There are a number of PKC based broadcast encryption schemes. The original was the Franklin-Boneh scheme, google it. These more recent ones seem to promise improvements.
Identity-based broadcast encryption with constant size ciphertexts and private keys by C Delerablée, Asiacrypt 2007
The broadcaster encrypts messages and transmits these to the group of users via the broadcast channel. In a (public-key) IBBE encryption scheme, the broadcaster does not hold any private information and encryption is performed with the help of a public key PK.
Cited by 299
Public Key Broadcast Encryption Schemes With Shorter Transmissions, JH Park et. al., IEEE Transactions on Broadcasting, 2008.
Broadcast encryption allows a sender to securely distribute messages to a dynamically changing set of users over an insecure channel.
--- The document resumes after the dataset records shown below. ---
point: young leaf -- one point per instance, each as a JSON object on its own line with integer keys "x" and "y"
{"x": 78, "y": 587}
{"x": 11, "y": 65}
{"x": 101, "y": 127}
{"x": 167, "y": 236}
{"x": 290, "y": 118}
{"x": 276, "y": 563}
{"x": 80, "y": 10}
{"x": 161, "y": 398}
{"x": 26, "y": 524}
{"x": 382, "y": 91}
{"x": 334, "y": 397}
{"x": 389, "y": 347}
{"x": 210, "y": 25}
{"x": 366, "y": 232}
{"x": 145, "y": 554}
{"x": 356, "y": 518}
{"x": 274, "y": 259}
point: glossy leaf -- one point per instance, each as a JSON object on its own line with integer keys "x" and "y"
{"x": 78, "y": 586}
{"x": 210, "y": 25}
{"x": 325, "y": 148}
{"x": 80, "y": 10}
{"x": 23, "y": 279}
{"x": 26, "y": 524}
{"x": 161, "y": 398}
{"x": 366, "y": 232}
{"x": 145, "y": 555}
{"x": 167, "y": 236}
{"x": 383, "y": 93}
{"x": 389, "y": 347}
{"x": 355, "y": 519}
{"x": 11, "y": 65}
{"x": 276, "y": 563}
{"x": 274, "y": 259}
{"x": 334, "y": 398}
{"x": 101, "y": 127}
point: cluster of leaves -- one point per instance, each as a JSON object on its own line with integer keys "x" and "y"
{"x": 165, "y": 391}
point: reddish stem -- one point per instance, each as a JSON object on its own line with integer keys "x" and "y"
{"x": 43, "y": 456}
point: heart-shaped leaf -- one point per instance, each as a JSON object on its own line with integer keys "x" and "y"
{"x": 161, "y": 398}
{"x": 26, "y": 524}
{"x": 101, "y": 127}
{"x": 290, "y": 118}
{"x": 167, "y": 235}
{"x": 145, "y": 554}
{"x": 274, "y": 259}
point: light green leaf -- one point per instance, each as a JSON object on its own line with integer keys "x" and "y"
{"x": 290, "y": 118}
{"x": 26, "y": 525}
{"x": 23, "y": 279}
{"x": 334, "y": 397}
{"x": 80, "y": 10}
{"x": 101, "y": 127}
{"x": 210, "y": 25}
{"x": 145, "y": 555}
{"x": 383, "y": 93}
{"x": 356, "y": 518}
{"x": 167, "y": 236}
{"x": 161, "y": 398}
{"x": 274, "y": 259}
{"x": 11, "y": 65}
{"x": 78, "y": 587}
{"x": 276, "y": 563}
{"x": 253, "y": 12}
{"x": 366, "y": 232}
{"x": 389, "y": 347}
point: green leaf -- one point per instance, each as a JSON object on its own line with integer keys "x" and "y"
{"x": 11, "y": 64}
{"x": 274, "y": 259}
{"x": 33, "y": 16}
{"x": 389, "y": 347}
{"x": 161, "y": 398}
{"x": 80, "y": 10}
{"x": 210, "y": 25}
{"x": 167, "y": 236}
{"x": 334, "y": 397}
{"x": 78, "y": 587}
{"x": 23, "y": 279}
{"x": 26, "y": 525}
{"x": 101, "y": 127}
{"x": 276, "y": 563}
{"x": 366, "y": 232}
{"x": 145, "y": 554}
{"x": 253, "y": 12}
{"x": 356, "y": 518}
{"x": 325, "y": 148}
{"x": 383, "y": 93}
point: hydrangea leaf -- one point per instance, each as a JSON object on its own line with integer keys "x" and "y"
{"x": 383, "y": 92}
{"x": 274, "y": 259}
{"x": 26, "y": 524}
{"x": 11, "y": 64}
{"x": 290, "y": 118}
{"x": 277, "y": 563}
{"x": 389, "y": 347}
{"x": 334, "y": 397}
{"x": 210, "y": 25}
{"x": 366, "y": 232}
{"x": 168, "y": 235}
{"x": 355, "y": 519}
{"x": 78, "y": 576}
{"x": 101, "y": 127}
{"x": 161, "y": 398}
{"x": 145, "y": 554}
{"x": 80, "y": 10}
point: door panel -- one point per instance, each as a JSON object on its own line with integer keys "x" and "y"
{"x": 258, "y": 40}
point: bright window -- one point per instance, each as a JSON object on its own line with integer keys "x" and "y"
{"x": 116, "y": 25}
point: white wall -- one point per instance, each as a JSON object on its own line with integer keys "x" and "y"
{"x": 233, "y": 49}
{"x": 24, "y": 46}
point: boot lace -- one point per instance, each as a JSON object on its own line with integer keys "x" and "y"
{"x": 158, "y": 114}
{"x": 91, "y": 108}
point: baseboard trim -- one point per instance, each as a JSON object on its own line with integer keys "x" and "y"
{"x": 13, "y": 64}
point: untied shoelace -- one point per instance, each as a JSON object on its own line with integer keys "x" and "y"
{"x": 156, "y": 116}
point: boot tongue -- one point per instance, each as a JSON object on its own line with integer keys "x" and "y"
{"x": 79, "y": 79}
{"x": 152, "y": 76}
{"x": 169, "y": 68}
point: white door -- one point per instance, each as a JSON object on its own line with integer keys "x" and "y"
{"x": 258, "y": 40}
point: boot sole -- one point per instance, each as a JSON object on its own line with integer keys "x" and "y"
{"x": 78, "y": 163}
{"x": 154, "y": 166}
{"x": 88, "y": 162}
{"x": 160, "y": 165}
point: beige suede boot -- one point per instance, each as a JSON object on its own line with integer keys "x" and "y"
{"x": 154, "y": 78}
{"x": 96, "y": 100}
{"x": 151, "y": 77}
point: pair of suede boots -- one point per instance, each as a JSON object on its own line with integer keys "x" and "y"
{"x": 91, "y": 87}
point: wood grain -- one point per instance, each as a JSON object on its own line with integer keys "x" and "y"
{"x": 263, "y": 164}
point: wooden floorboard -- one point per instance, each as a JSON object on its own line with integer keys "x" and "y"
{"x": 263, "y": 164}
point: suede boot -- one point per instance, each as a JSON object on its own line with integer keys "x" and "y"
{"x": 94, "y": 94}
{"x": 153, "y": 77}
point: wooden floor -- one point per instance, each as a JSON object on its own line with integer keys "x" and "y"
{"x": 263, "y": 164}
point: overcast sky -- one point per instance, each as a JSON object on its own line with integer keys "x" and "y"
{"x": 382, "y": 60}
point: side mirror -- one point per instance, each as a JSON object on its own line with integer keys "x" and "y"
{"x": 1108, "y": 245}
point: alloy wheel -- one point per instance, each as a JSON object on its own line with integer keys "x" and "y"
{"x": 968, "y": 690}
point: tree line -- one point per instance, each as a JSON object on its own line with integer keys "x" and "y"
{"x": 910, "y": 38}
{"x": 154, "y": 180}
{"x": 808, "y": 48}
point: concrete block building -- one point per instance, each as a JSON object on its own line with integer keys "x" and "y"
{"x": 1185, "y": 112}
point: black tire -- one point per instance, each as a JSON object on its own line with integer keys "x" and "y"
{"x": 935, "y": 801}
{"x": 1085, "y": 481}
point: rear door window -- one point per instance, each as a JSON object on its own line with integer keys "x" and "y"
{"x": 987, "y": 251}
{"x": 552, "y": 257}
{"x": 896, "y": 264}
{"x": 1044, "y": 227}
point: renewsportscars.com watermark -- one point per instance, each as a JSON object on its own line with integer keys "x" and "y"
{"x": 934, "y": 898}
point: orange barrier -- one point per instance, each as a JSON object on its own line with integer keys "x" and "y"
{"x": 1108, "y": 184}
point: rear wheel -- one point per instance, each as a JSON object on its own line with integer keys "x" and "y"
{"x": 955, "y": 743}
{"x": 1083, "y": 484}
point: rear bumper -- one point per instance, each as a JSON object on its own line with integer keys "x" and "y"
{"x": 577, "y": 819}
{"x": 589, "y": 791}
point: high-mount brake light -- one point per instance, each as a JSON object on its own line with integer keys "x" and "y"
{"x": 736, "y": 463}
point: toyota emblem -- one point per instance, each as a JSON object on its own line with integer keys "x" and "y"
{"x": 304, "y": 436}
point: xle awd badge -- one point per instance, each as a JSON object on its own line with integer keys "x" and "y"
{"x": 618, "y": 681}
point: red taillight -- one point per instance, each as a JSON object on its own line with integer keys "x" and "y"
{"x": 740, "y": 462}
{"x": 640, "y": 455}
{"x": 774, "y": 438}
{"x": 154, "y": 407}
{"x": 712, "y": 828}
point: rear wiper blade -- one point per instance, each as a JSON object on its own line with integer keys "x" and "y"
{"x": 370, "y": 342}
In a public key broadcast encryption (PKBE) scheme, this encryption is performed in the public key setting, where the public key is stored in a user's device, or directly transmitted to the receivers along with ciphertexts. In this paper, we propose two PKBE schemes for stateless receivers which are transmission-efficient. A distinctive feature in our first construction is that, different than existing schemes in the literature, only a fraction of the public key related to the set of intended receivers is required in the decryption process. This feature results in the first PKBE scheme with O(r) transmission cost and O(1) user storage cost for r revoked users.. By combining the two proposed schemes, we suggest a PKBE scheme that achieves further shortened transmissions, while still maintaining O(1) user storage cost. The proposed schemes are secure against any number of colluders and do not require costly re-keying procedures followed by revocation of users.